“Oh, no. We found patterns,” Mallard said. “All kinds of patterns. We just didn’t find her pattern. We’ve looked at several hundred people, and we’ve got nothing.”

  “She always works for pay?” Sherrill asked.

  “We don’t know what she works for. Some of the hits have been internal Mafia business—but some of them, maybe half, look like straight commercial deals. We just don’t know. Twenty-seven murders, and there’s never been a conviction,” Mallard said. “There have been a couple of situations in which wives were killed, and we suspect the husband was involved, but there’s nothing to go on. Nothing. In none of the cases was it even remotely possible that the husbands were present for the killing: they were always in some well-documented other place.”

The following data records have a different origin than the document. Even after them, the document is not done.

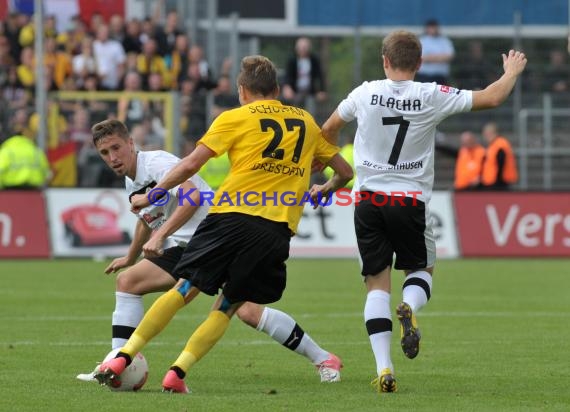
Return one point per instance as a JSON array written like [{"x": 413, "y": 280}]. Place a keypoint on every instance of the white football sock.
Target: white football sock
[
  {"x": 129, "y": 311},
  {"x": 378, "y": 320},
  {"x": 417, "y": 289},
  {"x": 283, "y": 328}
]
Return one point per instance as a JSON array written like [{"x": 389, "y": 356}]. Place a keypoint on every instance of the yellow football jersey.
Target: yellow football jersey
[{"x": 271, "y": 148}]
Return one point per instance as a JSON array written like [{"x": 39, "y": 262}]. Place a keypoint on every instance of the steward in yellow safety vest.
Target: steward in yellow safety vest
[{"x": 22, "y": 164}]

  “Can we get your files on her?”

  “That’s what I’m here for,” Mallard said. He reached into his coat pocket and took out a square cardboard envelope, and slid it across the table at Sherrill. “Duplicate CDs: everything we’ve got on every case where she’s been involved. Names, dates, techniques, suspects, photographs of everybody and all the crime scenes. The first file is an index.”

  “Thanks.”

  “Anything you get,” Mallard said. “No matter how thin it is, please call me. I want this woman.”

  • • •

  LOUISE CLARK DECIDED that she could talk to Carmel only after Hale Allen convinced her it was okay. “I’m a lawyer, Louise,” Allen said. “It’s all right to talk to Carmel—the cops are just busting our balls.”

  “If you’re sure,” Clark said anxiously. She was a thin, mousy woman with lank brown hair, a fleshy nose and nervous, bony hands. “It’s just that the police said . . .”

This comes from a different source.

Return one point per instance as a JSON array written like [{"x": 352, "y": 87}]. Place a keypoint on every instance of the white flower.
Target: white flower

  Clark did not look like any sex machine Carmel had ever seen; but, she thought to herself, you never know. “He’s sure,” Carmel said abruptly. They were sitting in Denny’s and had been talking for ten minutes and the woman had started whining. Carmel didn’t like whiners. She looked at Hale Allen. “Why don’t you take a walk around the block. I want to talk to Louise alone.”

  So Hale Allen went for a walk, his hands in the pockets of his light woolen slacks, wearing a great blue-checked sport coat over a black t-shirt. The coat emphasized the breadth of his shoulders, and both women watched him as he held the door for a woman coming into the restaurant with a child; the woman said something to Allen, who gave her the great grin, and they had a little conversation in the doorway.

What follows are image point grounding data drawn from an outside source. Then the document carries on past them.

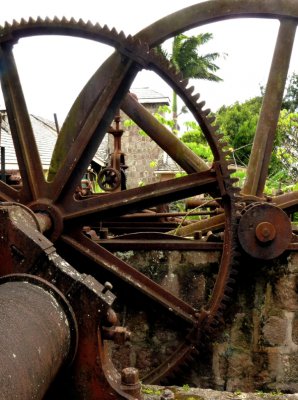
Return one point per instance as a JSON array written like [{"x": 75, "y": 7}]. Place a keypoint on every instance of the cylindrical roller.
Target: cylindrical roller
[{"x": 35, "y": 339}]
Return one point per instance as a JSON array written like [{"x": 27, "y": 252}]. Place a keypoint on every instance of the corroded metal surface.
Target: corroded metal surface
[
  {"x": 34, "y": 340},
  {"x": 62, "y": 216}
]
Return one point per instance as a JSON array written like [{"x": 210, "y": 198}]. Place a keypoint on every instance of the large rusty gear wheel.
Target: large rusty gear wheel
[{"x": 55, "y": 197}]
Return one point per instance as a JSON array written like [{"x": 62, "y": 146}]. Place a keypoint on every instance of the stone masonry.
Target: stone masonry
[{"x": 257, "y": 347}]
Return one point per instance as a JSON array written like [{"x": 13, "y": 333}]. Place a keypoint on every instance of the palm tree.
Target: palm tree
[{"x": 186, "y": 58}]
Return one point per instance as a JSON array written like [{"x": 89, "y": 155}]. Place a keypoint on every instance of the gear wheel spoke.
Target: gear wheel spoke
[{"x": 85, "y": 129}]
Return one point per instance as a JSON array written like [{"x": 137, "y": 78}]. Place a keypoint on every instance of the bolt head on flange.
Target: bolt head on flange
[{"x": 264, "y": 231}]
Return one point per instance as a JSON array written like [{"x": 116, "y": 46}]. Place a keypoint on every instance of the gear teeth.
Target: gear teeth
[
  {"x": 211, "y": 119},
  {"x": 190, "y": 90},
  {"x": 196, "y": 97}
]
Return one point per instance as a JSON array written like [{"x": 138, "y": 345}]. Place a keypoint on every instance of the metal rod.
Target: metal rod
[
  {"x": 34, "y": 340},
  {"x": 263, "y": 142},
  {"x": 3, "y": 175},
  {"x": 56, "y": 123}
]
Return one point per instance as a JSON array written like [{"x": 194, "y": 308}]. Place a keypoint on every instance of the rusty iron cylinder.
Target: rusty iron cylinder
[{"x": 35, "y": 339}]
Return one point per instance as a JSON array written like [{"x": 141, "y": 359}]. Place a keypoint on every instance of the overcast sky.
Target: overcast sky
[{"x": 54, "y": 71}]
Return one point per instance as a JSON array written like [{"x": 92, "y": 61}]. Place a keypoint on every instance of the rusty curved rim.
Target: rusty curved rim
[{"x": 57, "y": 193}]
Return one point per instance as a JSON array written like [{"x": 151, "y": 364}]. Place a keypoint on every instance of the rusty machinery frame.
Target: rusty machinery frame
[{"x": 44, "y": 211}]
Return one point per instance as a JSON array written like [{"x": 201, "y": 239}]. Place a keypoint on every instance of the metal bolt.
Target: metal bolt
[
  {"x": 167, "y": 395},
  {"x": 130, "y": 376},
  {"x": 130, "y": 383},
  {"x": 107, "y": 286},
  {"x": 265, "y": 232}
]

  After a few seconds, Allen continued on his way; and Carmel and Louise had their talk.

  C ARMEL HAD a king-sized bed with two regular pillows and a five-foot-long body pillow that she could wrap her legs around when she slept. Although she told people that she slept nude—all part of the image—she actually slept in an extra-large Jockey t-shirt and boxer shorts. With the shirt loose around her shoulders and her legs wrapped around the pillow, she lay in bed that night and reran mousy Louise Clark.

  For the most part, Clark’s story was the same ol’ story. She and Allen spent time alone, in their work. They shared a lot of stress. His wife didn’t understand him. They developed a relationship based on mutual respect, blah-blah-blah-blah. They fell into bed at the Up North Motel. Then the Mouse stuck it to Carmel.

  “The first time I saw him naked in the motel there, it was afterwards. Really, after we made love, he was just so . . . beautiful. He’s a beautiful man.” Then her eyes flickered, and she added, girl-to-girl, a little giggle, a half-whisper, “And he’s really large. Beautiful and really, really large. He filled me up.”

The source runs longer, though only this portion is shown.